COMPARATIVE STUDY
JOURNAL ARTICLE
RANDOMIZED CONTROLLED TRIAL

Attainment of goal/desirable lipid levels in patients with mixed dyslipidemia after 12 weeks of treatment with fenofibric acid and rosuvastatin combination therapy: a pooled analysis of controlled studies

Eli M Roth, Robert S Rosenson, Peter H Jones, Michael H Davidson, Maureen T Kelly, Carolyn M Setze, Aditya Lele, Kamlesh Thakker
Journal of Clinical Lipidology 2012, 6 (6): 534-44
23312049

BACKGROUND: Goal/desirable lipid levels are underachieved in patients with mixed dyslipidemia. These patients may have substantial residual risk of cardiovascular disease even while receiving optimal LDL-C-lowering therapy and may require additional therapy to improve multiple lipid/lipoprotein levels.

OBJECTIVE: To evaluate attainment of goal/desirable levels of lipids/lipoproteins after 12-week treatment with combination rosuvastatin + fenofibric acid versus rosuvastatin monotherapy.

METHODS: This was a post hoc analysis of patients with mixed dyslipidemia who enrolled in one of two randomized controlled trials, and were treated (N = 2066) with rosuvastatin (5, 10, or 20 mg), fenofibric acid 135 mg, or rosuvastatin + fenofibric acid for 12 weeks. Data were pooled across doses of rosuvastatin as monotherapy and combination therapy.

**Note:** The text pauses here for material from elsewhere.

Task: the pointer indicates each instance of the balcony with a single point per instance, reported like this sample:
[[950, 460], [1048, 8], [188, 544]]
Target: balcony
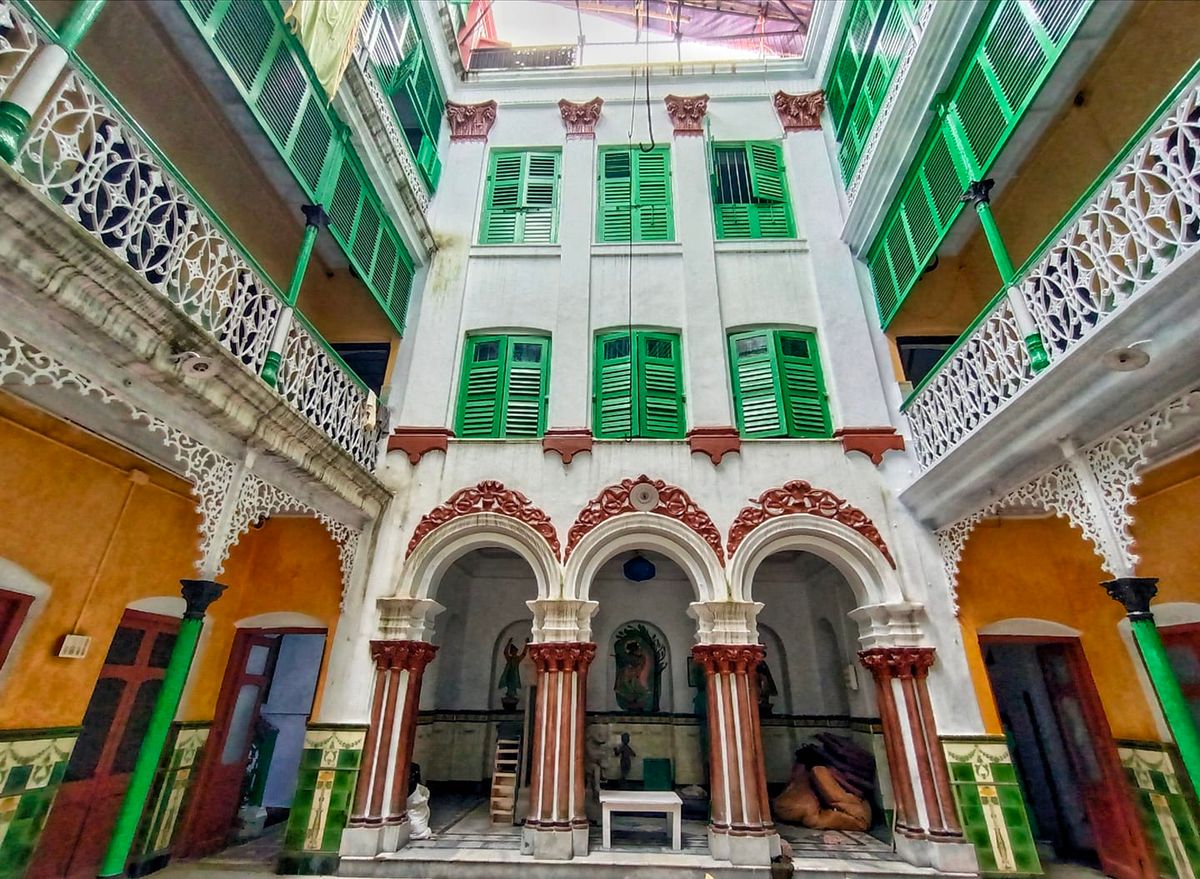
[[87, 155], [1117, 271]]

RESULTS: Compared with rosuvastatin monotherapy, combination therapy had comparable effects in achieving risk-stratified LDL-C goals; however, measures of total atherogenic burden were improved because significantly greater percentages of patients attained non-HDL-C goal in high- (62.9% vs 50.4%, P = .006) and moderate-risk groups (87.6% vs 80.4%, P = .016) and apolipoprotein B (ApoB) <90 mg/dL in high-risk group (59.8% vs 43.8%, P < .001). In the overall population, more patients treated with the combination therapy achieved desirable levels of HDL-C >40/50 mg/dL in men/women (P < .001), triglycerides <150 mg/dL (P < .001), and ApoB <90 mg/dL (P < .001), compared with rosuvastatin monotherapy. Furthermore, combination therapy resulted in significantly greater percentages of patients achieving simultaneous specified levels of LDL-C + non-HDL-C (P < .015); LDL-C + HDL-C + TG (P < .001); and LDL-C + HDL-C + triglycerides + non-HDL-C + ApoB (P < .001), compared with rosuvastatin monotherapy.

CONCLUSION: Rosuvastatin + fenofibric acid may be more efficacious than rosuvastatin alone in patients with mixed dyslipidemia.